En matière de complot, on observe souvent deux comportements chez nos compatriotes : ceux qui en voient partout, et ceux qui n’en voient nulle part. C’est le sujet de Boite Noire.
Le cinéma d’espionnage, depuis Fritz Lang (Dr Mabuse, 1922) jusqu’à Ron Howard (Da Vinci Code, 2006) en passant par Sydney Pollack (Les 3 jours du Condor, 1975) a largement bâti sa popularité sur les théories complotistes, parfois avérées, souvent fantasmées. Avec Boîte Noire, fraîchement auréolé du Prix du Public au Festival du Film Policier de Reims 2021, le réalisateur Yann Gozlan scrute les secrets acoustiques d’une machination aéronautique.
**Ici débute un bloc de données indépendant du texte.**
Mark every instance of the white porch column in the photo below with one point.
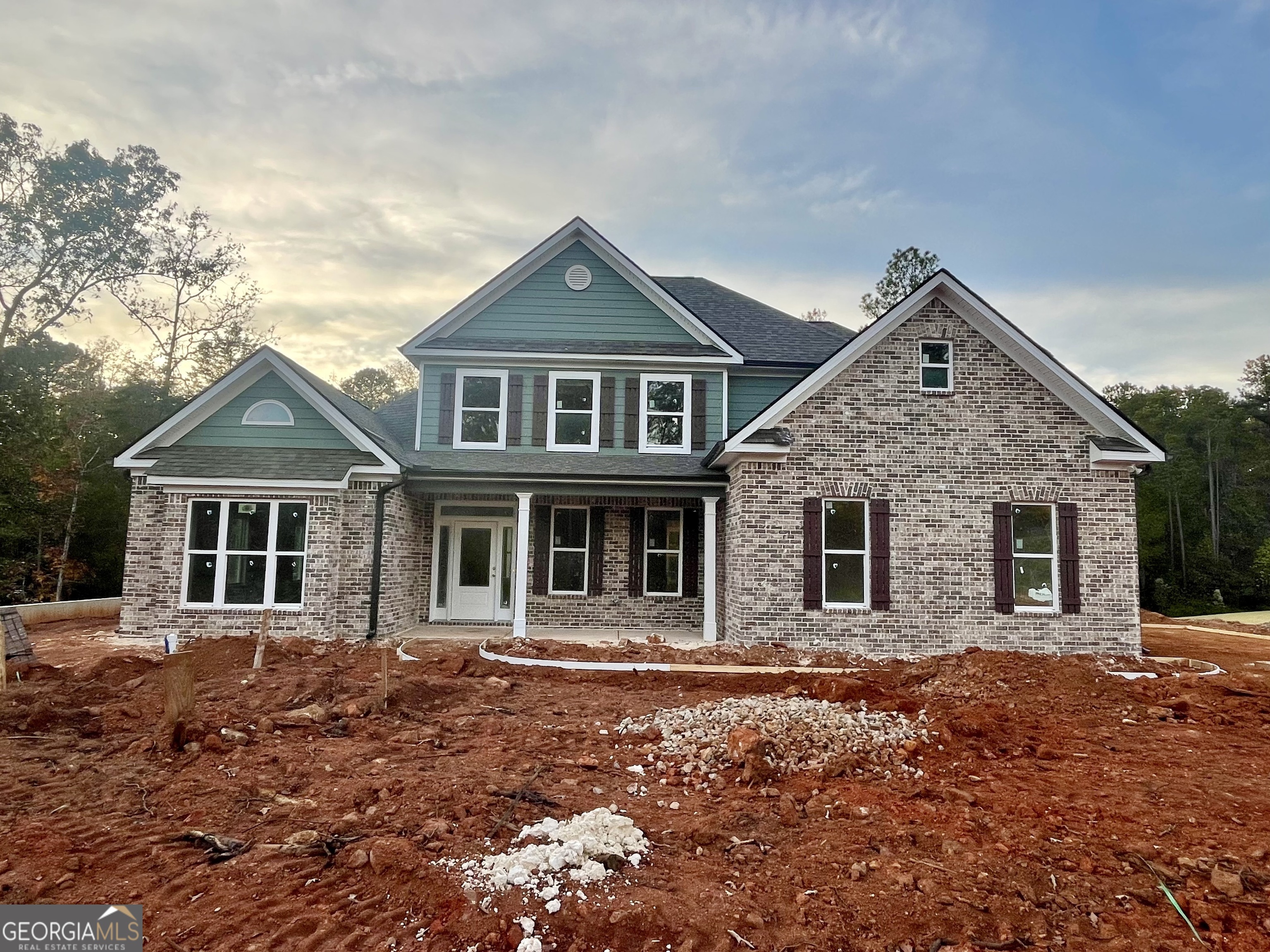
(710, 625)
(523, 563)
Mathieu Vasseur (Pierre Niney) est un expert du BEA, le bureau d’enquêtes pour la sécurité de l’aviation civile. « Oreille d’or », il est capable d’analyser les accidents d’avion sur une simple écoute spectrale, et d’établir avec précision les causes de la défaillance. Lorsque le vol Dubaï-Paris se crashe, Mathieu est naturellement en première ligne pour analyser les boites noires. Exposé, il est rapidement écartelé entre les conflits d’intérêts et les jeux d’influences entre son supérieur au BEA (André Dussollier), son ami de promotion et responsable de la sécurité de l’avion (Sébastien Pouderoux) et même sa propre femme (Lou de Laage), ingénieure récemment embauchée par l’avionneur à un poste à responsabilité. Il réalise alors que les murs ont des oreilles.
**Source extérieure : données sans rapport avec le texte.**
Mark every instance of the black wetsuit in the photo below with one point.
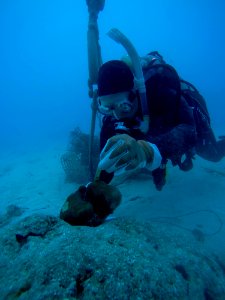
(176, 127)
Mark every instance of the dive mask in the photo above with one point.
(117, 105)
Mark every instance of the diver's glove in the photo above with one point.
(123, 153)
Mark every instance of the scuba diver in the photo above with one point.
(150, 116)
(179, 121)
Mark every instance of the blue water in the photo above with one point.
(43, 58)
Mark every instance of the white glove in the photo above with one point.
(123, 153)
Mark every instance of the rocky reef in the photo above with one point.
(42, 257)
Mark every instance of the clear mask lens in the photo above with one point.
(114, 105)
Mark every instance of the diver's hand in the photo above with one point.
(123, 153)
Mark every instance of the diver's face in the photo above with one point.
(117, 105)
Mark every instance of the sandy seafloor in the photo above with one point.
(33, 178)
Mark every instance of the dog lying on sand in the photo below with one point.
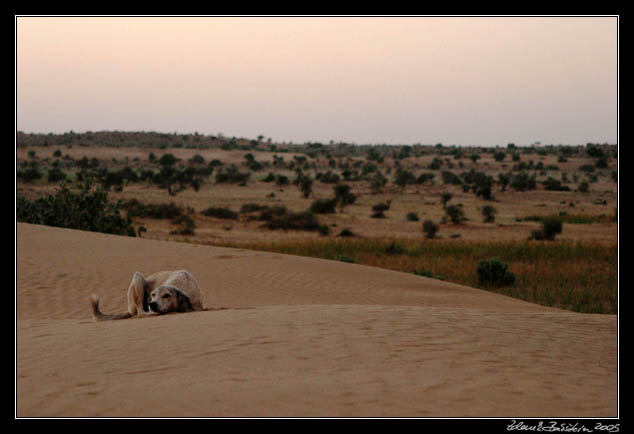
(159, 293)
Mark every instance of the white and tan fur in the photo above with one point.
(159, 293)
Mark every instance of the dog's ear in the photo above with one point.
(182, 301)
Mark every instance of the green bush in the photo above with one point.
(455, 213)
(550, 228)
(304, 220)
(135, 208)
(494, 272)
(88, 210)
(324, 206)
(221, 213)
(488, 212)
(430, 228)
J’aime le bruit blanc de l’eau
Après le récent et réussi, Le Chant du Loup (Antonin Baudry, 2019), le cinéma hexagonal se ferait-il une spécialité du thriller auditif ? Popularisé hors de nos frontières par, entre autre, les classiques Conversation Secrète (Francis Ford Coppola, 1974), Blow Out (Brian de Palma, 1981) ou encore La Vie des Autres (Florian Henckel von Donnersmarck, 2006), la France n’avait pas spécialement brillé dans le thriller auditif ou l’espionnage sonore. Hormis peut-être sous la présidence de François Mitterrand, quand l’Élysée avait mis sous écoute la moitié du pays, dont notre James Bond Girl nationale Carole Bouquet – une barbouzerie digne d’OSS 117.
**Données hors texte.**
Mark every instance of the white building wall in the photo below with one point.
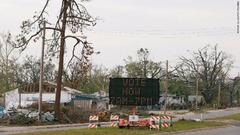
(12, 98)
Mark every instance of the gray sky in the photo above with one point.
(168, 28)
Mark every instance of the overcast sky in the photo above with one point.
(168, 28)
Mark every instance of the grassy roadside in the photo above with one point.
(177, 126)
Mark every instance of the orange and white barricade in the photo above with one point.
(93, 121)
(114, 120)
(164, 123)
(154, 122)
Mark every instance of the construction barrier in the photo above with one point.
(114, 120)
(165, 121)
(93, 121)
(154, 122)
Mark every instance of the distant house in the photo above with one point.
(172, 99)
(29, 94)
(96, 101)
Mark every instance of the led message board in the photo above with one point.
(134, 91)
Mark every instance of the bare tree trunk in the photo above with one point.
(60, 65)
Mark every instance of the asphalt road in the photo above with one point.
(5, 130)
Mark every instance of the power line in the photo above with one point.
(200, 32)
Boite Noire, solidement documenté, nous place donc au cœur de l’enquête sur les causes d’un crash et de leurs responsabilités sous-jacentes, à travers l’écoute des boites noires enregistreuses des données de vol. Le scénario nous ramène inévitablement dans l’actualité avec les crashs récents du Boeing 737 Max, celui du vol Air France Rio-Paris, ou encore les attentats islamistes du World Trade Center. Qui a fauté ? L’avionneur ? L’organisme de certification ? Les pilotes ? Et si, finalement, tout ce petit microcosme était complice ? Volontairement paranoïaque et usant du trope du « héros contre le système », Boite Noire tâche de montrer les collusions au sein de ce milieu endogamique, où tout le monde se connait, sort des mêmes écoles, fréquente les mêmes cercles. En ressort une forme de tranquille normalité de la conspiration, crédible car dépourvue d’extravagants illuminatis ou autre lobby aéronautico-maçonnique.
Vol 714 pour Niney
Si l’écriture est réussie, la mise en scène, appliquée, ne ménage pas non plus sa peine et multiplie les mouvements d’appareil – dont un très beau travelling circulaire que ne renierait pas De Palma. Elle est servie par une photographie de Pierre Cottereau (déjà vue sur Le Chant du Loup), rappelant volontiers le travail de Cronenweth chez David Fincher. Mais c’est surtout l’habillage sonore qui impressionne, et immerge les spectateurs que nous sommes dans l’enquête policière. Une aubaine, tant les bruits et les silences, qui dictent à la fois l’énigme du crash et sa solution, constituent le centre du film, l’élément moteur de sa narration et de son action.
Pierre Niney, ombrageux, idéaliste et obstiné, donne une dimension supplémentaire à ce rôle austère, à la fragilité soigneusement écrite. Si le suspense est au rendez-vous et la tension présente, on pourra toutefois regretter que le film ne quitte que tardivement sa salle d’écoute – pour un dernier segment aussi poisseux que tendu – ce qui nuit quelque peu à son ampleur et à son spectacle.
En somme, porté par d’excellents acteurs et une réalisation de qualité, rehaussé de références de bon ton, Boite Noire ne déçoit pas, et convaincra les spectateurs complotistes comme les gens normaux.